Semua pasien, penyedia layanan dan staf yang memiliki gejala dan riwayat perjalanan harus diskrining COVID-19. Penerapan protokol kesehatan harus dipahami dan dipatuhi oleh semua pihak termasuk pasien dan pendamping pasien. Pasien yang memiliki gejala tidak boleh mengunjungi klinik atau poli onkologi, tetapi berkonsultasi dengan dokter keluarga atau Unit Gawat Darurat dan melakukan penapisan COVID-19. Jam kunjungan dan jumlah pendamping pasien harus dibatasi. Penyedia perawatan medis juga wajib menggunakan Alat Perlindungan Diri (APD) selama melakukan pelayanan kanker. Sistem pelaporan terpusat nasional harus tersedia, berita terbaru dan akurat harus disebarluaskan kepada publik tepat waktu.
Pasien harus diprioritaskan menurut tingkat keparahan gejala, sifat penyakit, ketersediaan perawatan bersama dengan dokter keluarga, kemungkinan sembuh dan kebugaran fisik pasien.
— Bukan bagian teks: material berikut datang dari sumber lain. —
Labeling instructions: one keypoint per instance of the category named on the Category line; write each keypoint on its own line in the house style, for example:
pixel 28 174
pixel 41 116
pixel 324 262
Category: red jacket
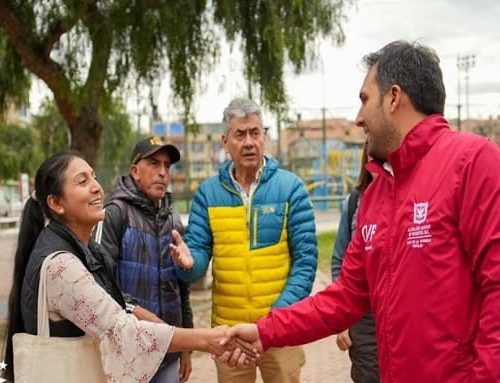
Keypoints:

Terdapat bukti ilmiah yang menyatakan bahwa pasien kanker yang menjalani operasi dan/atau kemoterapi berisiko mengalami komplikasi berat COVID-19, maka keputusan terkait operasi elektif dan kemoterapi adjuvan dapat ditunda (terutama pada pasien dengan kondisi penyakit yang stabil). Keputusan terkait operasi juga harus didiskusikan oleh tim multidisiplin.
Pengobatan anti-kanker dapat dihentikan sementara selama infeksi COVID-19 aktif dikarenakan adanya risiko imunosupresi dan dapat memperparah COVID-19. Bagi penyintas COVID-19, belum ada kepastian kapan waktu terbaik untuk melanjutkan terapi antikanker. Pasien lanjut usia merupakan kelompok utama kanker ginekologi sekaligus kelompok terbesar kematian akibat COVID 19. Pasien berisiko tinggi lainnya selain penyintas kanker juga mencakup pasien dengan transplanstasi organ, transplantasi sumsum tulang/sel punca, keganasan hematologis, penyakit paru berat, kondisi gangguan sistem imun, kehamilan, obesitas, diabetes, penyakit kardiovaskular kronis, ginjal dan hati.